マルトーは困惑していた。何故そんなものが必要なのかを…

「理由は簡単なことだ。…俺、結婚すんだよ。」

シリウスが理由を言ったことによってマルトーはそれまでのことを整理出来たが驚かざるをえなかった。

「結婚!?確かシリウス様って13歳でしたよね…」

マルトーは平民であるので知らないが政略結婚となればそんな歳で結婚するのは珍しくない。もっともシリウスの場合恋愛結婚だが…

「たが貴族としては珍しくないだろ?トリステインの王族の中には政略結婚とかで3歳で結婚したって記録があるんだ。」

シリウスはそう言ってマルトーを納得させた。

「はあ…しかしシリウス様が結婚するとなればウェディングケーキも気合入れてつくんなきゃいけねえな!」

マルトーがそう言うとシリウス機嫌が良くなり…

「後は任せたぞ。マルトー料理長!」

笑顔でマルトーを応援した。

「おう、期待して待ってくれ!!」

それに答えようとマルトーは張り切った。

 

…これがシリウスの平民から好まれるやり口である。『後は任せた』…この言葉は不思議と責任感を持たせ、信頼されていると思わせる魔性の言葉だ。しかもシリウスは絶妙なタイミングで出したので効果は抜群だった。

 

~某所1~

 

「大変だ!ミスタ・ドイツが帰って来たぞ!」

一方、マリコリヌは生徒達を集めシリウスが帰ってきたことを知らせた…

「「「何ぃ~っ!?」」」

それに生徒達は大いに慌てた。というのも全員がシリウスを恐怖の対象としか思えないくらいビビっているからだ。

「ど、どうすればいい!?」

一人の生徒が言うとパニックが起こった…

「過激派も穏健派も関係ない!僕たちにできることは教師たちと和睦という名の一時休戦することだ!」

眼鏡をかけた委員長風の一年生の生徒レイナールが仕切るが…過激派は納得行かなかった。
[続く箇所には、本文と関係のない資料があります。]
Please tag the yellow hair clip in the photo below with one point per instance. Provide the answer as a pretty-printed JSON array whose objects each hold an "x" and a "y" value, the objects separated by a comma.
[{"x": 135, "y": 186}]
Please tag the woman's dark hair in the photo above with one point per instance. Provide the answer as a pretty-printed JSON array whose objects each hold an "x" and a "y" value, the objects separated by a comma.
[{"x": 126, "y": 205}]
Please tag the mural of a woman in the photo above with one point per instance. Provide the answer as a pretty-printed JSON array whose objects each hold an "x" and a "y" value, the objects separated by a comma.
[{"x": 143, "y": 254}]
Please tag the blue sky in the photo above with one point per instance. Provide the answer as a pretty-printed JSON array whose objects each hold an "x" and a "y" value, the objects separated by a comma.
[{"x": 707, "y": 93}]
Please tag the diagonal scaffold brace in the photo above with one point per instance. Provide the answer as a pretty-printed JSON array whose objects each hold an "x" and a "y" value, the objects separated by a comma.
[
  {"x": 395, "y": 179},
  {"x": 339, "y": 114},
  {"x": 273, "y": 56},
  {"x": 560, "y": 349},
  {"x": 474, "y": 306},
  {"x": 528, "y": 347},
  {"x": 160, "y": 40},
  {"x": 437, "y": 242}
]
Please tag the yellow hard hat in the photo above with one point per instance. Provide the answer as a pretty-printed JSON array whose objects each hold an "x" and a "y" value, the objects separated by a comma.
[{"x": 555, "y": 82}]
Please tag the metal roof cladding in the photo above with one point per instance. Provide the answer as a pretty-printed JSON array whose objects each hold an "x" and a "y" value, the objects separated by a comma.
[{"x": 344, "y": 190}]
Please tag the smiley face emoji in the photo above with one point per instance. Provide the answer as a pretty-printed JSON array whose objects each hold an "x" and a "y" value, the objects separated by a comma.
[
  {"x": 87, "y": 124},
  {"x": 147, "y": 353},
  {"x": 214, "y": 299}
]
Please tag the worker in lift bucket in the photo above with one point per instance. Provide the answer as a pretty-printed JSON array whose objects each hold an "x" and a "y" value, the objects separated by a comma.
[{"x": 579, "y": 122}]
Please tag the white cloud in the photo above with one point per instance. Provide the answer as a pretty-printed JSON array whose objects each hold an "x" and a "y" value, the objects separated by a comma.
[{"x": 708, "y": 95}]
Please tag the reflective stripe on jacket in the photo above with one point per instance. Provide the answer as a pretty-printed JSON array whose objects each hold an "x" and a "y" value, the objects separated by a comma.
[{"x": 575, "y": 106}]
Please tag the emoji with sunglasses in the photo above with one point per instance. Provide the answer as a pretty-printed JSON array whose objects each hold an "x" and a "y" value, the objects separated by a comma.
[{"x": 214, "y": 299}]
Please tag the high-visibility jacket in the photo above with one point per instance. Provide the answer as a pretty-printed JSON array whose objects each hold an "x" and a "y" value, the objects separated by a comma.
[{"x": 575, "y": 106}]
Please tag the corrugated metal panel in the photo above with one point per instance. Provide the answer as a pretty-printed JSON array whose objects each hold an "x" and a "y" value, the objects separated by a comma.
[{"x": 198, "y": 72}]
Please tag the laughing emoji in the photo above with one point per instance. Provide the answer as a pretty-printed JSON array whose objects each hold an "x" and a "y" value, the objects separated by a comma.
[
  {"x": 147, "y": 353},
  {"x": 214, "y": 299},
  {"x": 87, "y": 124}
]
「し、しかし…それは教師たちに頭を下げるということになる!」

そう…過激派はどうしても教師たちに頭を下げることが許せなかった。

「ミスタ・ドイツがいない時にチャンスはある!だから…今は我慢してくれ!」

レイナールはそう言って過激派をしぶしぶ納得させた。

「くそっ…俺達はこんなに無力なのかよ…」

生徒の一人がそう言うと全生徒が俯く。

「あれは仕方ないことだ…ミスタ・ドイツがいなかったからこそ今までやって来れたんだ。僕たちは良く頑張った方だ。」

レイナールは全生徒にシリウスの前では無力なのは仕方ないと言って教師たちにもあと少しで追い詰めることが出来たことを褒める。

「そうだな…」

その声が上がると全生徒が教師たちと和睦することを決め、教師たちにどう伝えるかを考えた。

 

~某所2~

「…皆に集まってもらったのは他でもない。ミスタ・ドイツのことじゃ。」

オールド・オスマンが教師たち全員にそう言った。

「ミスタ・ドイツはすぐにこの学院をやめさせるべきだ!今すぐにだ!」

ギトーは余程シリウスが嫌いなのかそう言って学院を退学にさせようと促す。

「証拠もある!これを見ろっ!」

ギトーが取り出したのはシリウスが暴力を振るっている報告書などだった。しかしそれはシリウスの権力の前ではなんの意味もなかった。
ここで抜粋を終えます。